Sì, perché di festa si parla, e l’occhio che la scruta, minuzioso e impietoso, è quello di un antropologo del XVI secolo, che coglie il significato laico, un Bruegel, notava Max Dvořák, che osservava la natura quale scaturigine di quella concezione della vita per cui i costumi popolari sono prodotti del suolo sul quale si vive, e sono conseguenza di determinate condizioni ambientali e sociali.

Nei Paesi Bassi, che si riscattano dall’iconografia cattolica anche a suon di iconoclastie, si fa strada una visione del mondo che premia il lavoro dell’uomo, non il mito e la celebrazioni dei potenti, una visione che da una parte racconta della nascente economia di mercato e dall’altra il ruolo delle masse, la loro saggezza proverbiale, di cui Pieter Bruegel “Il Vecchio” è secondo il geografo Abrham Ortelius pictorum sui seculi absolutissimum.

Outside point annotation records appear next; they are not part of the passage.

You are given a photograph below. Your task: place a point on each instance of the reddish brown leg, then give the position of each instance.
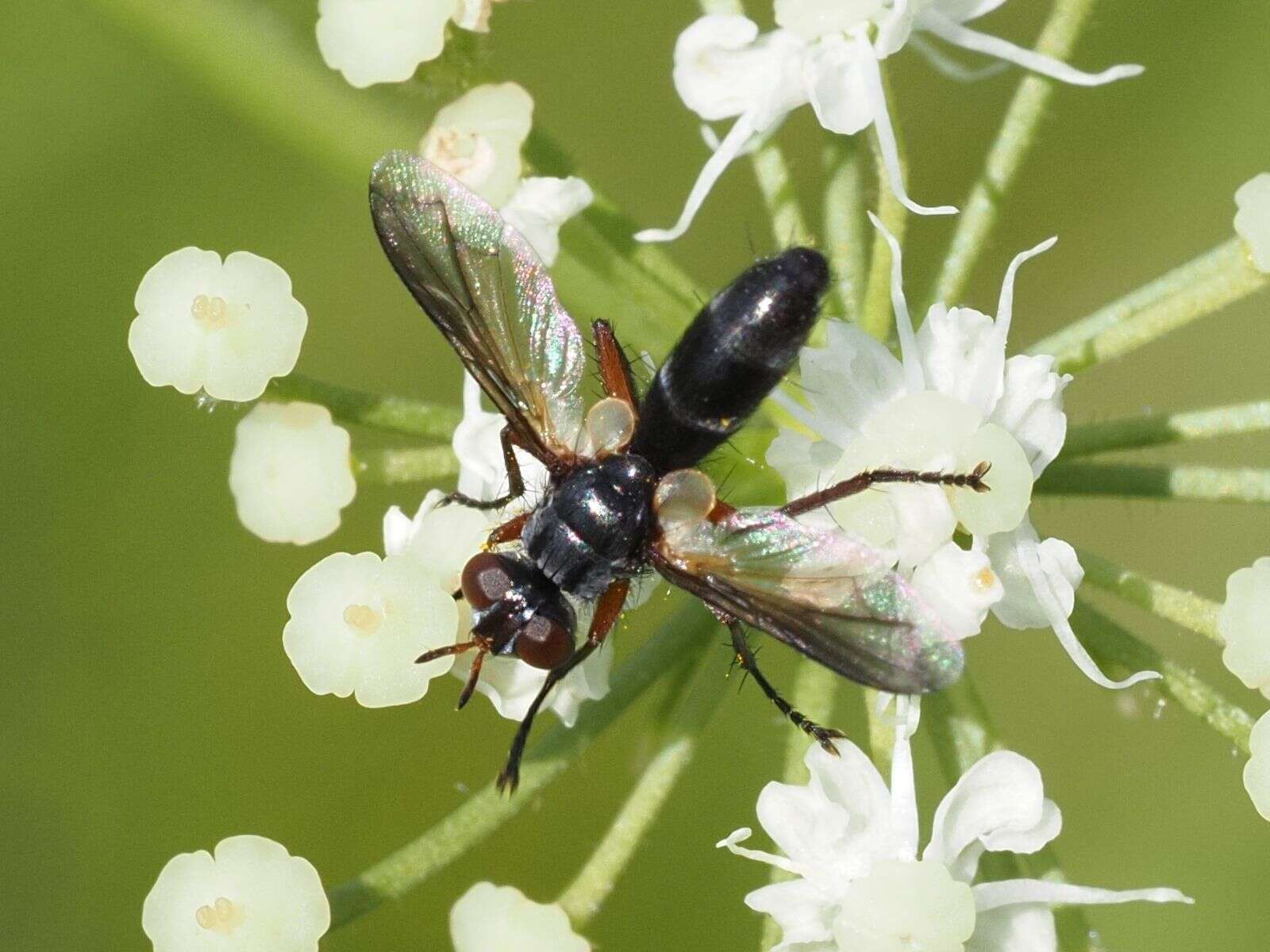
(615, 370)
(872, 478)
(510, 531)
(607, 609)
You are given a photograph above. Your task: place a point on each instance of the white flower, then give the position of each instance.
(291, 473)
(384, 41)
(488, 918)
(541, 206)
(1257, 771)
(1245, 625)
(478, 140)
(1253, 219)
(826, 54)
(859, 886)
(952, 401)
(359, 622)
(225, 328)
(253, 896)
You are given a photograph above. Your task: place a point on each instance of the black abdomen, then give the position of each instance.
(594, 526)
(732, 355)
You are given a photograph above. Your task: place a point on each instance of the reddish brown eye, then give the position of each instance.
(484, 581)
(544, 643)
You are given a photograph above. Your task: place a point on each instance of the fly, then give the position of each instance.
(625, 494)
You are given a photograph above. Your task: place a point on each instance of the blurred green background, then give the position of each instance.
(148, 708)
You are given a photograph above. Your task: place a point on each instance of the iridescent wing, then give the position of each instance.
(819, 590)
(486, 289)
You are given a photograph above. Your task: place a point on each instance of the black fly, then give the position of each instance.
(624, 493)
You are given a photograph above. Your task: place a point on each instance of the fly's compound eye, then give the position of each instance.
(544, 643)
(484, 581)
(610, 424)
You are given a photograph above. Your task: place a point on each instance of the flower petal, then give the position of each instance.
(956, 33)
(1032, 408)
(489, 917)
(1019, 606)
(541, 206)
(999, 804)
(1253, 219)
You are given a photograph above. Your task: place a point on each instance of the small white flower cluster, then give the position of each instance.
(478, 140)
(859, 886)
(952, 401)
(1244, 624)
(826, 54)
(384, 41)
(252, 895)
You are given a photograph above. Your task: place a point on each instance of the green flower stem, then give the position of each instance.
(1117, 651)
(878, 317)
(1187, 292)
(391, 467)
(845, 225)
(1009, 150)
(814, 691)
(681, 641)
(391, 414)
(882, 733)
(1208, 484)
(1185, 608)
(1161, 429)
(698, 700)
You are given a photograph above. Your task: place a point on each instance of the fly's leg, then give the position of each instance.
(607, 608)
(514, 482)
(825, 736)
(508, 532)
(873, 478)
(615, 370)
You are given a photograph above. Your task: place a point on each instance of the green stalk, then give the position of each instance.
(878, 317)
(1179, 606)
(1009, 150)
(679, 643)
(698, 700)
(1191, 291)
(1210, 484)
(391, 467)
(357, 408)
(845, 225)
(1114, 647)
(1161, 429)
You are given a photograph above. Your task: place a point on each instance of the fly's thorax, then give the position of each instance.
(594, 526)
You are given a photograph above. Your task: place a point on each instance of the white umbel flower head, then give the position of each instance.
(1257, 771)
(226, 328)
(478, 139)
(251, 896)
(1253, 219)
(359, 622)
(489, 917)
(384, 41)
(1244, 624)
(859, 884)
(952, 401)
(826, 54)
(291, 473)
(540, 206)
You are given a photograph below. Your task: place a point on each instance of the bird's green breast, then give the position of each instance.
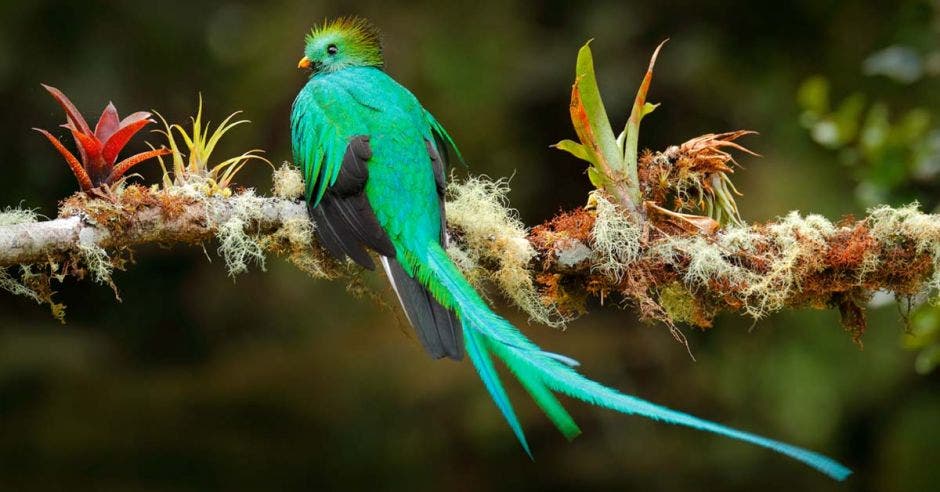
(401, 187)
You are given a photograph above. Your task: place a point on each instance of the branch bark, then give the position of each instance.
(670, 274)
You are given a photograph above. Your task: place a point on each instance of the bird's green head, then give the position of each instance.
(341, 43)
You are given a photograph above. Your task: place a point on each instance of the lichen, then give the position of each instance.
(294, 239)
(890, 225)
(15, 215)
(14, 285)
(616, 238)
(97, 262)
(491, 233)
(236, 246)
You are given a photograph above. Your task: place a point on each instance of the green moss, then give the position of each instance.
(288, 182)
(15, 215)
(679, 304)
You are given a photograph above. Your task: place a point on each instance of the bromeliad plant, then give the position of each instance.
(99, 148)
(200, 143)
(695, 174)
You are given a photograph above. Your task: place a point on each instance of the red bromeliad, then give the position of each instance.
(99, 149)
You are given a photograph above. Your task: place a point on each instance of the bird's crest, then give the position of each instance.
(363, 41)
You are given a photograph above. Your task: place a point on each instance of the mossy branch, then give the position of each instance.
(671, 274)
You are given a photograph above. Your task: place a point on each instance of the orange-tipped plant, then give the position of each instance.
(99, 148)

Le minestre di cereali e le polente di grano saraceno, ma anche l’uso di carne e grassi animali, incrementati quest’ultimi dalla Riforma protestante, sono esibiti dalla pittura di Bruegel nella loro la dignità quotidiana che schiva la posa, quando addirittura del tutto non la beffeggia, tipica della pittura di genere.

La birra che il mescitore versa a sinistra è forse lambic acidula bevanda di fermentazione naturale che ancora oggi si produce soprattutto in Belgio, così come tipici sono i vestiti, che infagottano i personaggi intorno alla sposa, quella che “siede con un sorriso soddisfatto sul volto idiota”, come l’ha definita il grande storico dell’arte Enest Gombrich.

Idiozia e goffaggine, nascondono però un senso morale che lega Pieter Bruegel al più visionario Bosh sebbene il nostro Vecchio stia sempre attento a tenere i piedi per terra.